At least 27 adults and 7 children have died in the custody of ICE since 2017, the Freep reports. As some rabbis who spoke in support of the Close the Camps protest pointed out, the Holocaust didn't start with the concentration camps.

Rabbi Jeffrey Falick of the Birmingham Temple for Humanistic Judaism supported the comparison, saying that the Holocaust started with a propaganda campaign meant to dehumanize Jews.

"Leading up to the Holocaust were thousands of human rights violations — one after the other after the other, that combined to dehumanize Jews so that when the order came through to finally exterminate the population of Jews of Europe, the people had become so desensitized or so filled with hatred or fear or suspicion, that this became something that they were willing to follow," he told the paper.

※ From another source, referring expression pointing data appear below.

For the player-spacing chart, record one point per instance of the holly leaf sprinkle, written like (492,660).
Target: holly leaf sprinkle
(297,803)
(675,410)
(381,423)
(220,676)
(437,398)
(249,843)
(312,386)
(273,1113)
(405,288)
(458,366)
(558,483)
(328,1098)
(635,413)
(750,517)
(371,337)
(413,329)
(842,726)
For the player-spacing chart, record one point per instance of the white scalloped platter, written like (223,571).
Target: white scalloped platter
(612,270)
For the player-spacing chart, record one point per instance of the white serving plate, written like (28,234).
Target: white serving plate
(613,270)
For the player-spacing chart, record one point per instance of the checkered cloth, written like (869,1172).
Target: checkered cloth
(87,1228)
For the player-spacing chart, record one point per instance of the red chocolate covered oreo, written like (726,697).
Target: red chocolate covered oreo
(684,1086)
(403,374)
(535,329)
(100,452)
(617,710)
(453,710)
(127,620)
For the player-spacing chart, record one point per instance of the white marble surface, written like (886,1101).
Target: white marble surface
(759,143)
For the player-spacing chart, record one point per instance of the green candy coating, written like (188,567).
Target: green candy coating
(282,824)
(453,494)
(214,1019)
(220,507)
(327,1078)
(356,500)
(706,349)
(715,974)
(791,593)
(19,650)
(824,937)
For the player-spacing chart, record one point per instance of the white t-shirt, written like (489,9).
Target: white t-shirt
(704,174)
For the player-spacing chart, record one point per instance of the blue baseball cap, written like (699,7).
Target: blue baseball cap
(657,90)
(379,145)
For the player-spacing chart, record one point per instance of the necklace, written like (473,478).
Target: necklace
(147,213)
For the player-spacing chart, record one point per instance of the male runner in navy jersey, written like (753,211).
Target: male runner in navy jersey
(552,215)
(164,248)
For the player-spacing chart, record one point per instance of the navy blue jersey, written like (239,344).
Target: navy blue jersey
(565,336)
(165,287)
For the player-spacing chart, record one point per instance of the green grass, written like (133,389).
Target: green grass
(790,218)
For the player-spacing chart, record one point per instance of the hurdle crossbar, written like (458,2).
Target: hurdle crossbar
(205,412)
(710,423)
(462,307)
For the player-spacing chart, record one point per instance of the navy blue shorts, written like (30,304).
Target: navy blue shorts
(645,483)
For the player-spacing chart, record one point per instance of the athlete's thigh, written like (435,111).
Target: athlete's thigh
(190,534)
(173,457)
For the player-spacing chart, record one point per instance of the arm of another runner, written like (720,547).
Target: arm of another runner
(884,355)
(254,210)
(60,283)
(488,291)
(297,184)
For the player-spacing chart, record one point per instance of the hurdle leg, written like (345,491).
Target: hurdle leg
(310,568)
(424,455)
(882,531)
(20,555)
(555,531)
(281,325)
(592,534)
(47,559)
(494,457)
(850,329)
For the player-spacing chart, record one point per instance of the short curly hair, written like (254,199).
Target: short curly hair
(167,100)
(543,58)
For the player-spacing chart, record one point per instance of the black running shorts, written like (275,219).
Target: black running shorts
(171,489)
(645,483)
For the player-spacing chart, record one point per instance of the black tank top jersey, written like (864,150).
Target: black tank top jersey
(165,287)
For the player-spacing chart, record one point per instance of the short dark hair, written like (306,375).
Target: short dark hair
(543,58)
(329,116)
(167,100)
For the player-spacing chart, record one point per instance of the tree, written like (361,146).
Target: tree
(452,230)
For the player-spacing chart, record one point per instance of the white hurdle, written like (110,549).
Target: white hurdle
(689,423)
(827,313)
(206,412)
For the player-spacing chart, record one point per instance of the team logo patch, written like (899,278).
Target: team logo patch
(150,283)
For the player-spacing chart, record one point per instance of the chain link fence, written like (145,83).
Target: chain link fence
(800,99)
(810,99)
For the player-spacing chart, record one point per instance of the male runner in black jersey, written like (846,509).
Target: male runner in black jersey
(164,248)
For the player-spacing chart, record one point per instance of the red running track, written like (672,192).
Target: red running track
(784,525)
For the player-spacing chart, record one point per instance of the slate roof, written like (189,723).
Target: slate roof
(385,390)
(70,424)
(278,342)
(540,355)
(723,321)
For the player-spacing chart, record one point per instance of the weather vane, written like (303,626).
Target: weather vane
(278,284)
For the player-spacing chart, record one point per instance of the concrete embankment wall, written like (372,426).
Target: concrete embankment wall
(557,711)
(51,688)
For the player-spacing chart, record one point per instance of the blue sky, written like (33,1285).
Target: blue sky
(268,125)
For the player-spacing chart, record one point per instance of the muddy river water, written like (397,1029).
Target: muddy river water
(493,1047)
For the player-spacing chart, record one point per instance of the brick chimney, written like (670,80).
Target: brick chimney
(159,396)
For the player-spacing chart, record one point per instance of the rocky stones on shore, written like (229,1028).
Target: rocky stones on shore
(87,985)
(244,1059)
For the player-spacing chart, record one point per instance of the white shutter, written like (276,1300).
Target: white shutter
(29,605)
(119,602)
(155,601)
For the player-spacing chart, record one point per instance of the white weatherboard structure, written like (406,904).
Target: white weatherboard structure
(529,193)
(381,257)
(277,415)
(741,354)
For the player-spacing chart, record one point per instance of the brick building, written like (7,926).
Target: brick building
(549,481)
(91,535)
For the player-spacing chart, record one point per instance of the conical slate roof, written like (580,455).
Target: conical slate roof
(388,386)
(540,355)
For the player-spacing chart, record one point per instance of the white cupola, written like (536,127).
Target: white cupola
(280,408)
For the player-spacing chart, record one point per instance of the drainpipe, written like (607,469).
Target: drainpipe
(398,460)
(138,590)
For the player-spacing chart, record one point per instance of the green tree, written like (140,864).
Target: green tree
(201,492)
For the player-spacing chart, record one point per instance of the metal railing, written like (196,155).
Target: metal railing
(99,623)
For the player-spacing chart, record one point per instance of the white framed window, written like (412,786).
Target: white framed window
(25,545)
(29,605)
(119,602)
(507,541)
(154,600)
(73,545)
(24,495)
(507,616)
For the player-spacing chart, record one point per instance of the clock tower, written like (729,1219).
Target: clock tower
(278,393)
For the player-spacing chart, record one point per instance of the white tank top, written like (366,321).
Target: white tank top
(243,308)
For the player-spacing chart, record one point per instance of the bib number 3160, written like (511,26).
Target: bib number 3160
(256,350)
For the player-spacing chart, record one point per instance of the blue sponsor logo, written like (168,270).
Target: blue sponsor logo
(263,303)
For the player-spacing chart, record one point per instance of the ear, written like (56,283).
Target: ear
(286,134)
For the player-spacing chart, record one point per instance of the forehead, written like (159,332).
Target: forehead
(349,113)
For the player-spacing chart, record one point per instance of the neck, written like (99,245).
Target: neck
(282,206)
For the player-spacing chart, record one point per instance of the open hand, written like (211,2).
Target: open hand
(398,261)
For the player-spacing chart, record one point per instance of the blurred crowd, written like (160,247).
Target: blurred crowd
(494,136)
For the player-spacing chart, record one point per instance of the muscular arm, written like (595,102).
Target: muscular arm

"We desperately want our history taught to all the children of the United States and the world ... because we never want it to happen to anyone else again," he said. "And yet now we're facing a situation where to even invoke that horror is to somehow betray Jewish history. The fact is, that isn't how history works."

"They're not death camps — not yet," Rabbi Salem Pearce told VICE of ICE's detention centers. "But the death camps that have existed throughout history often don’t start that way. They start being places where people who are targeted because of their race or status are put into isolated places and denied due process. The characterization is accurate."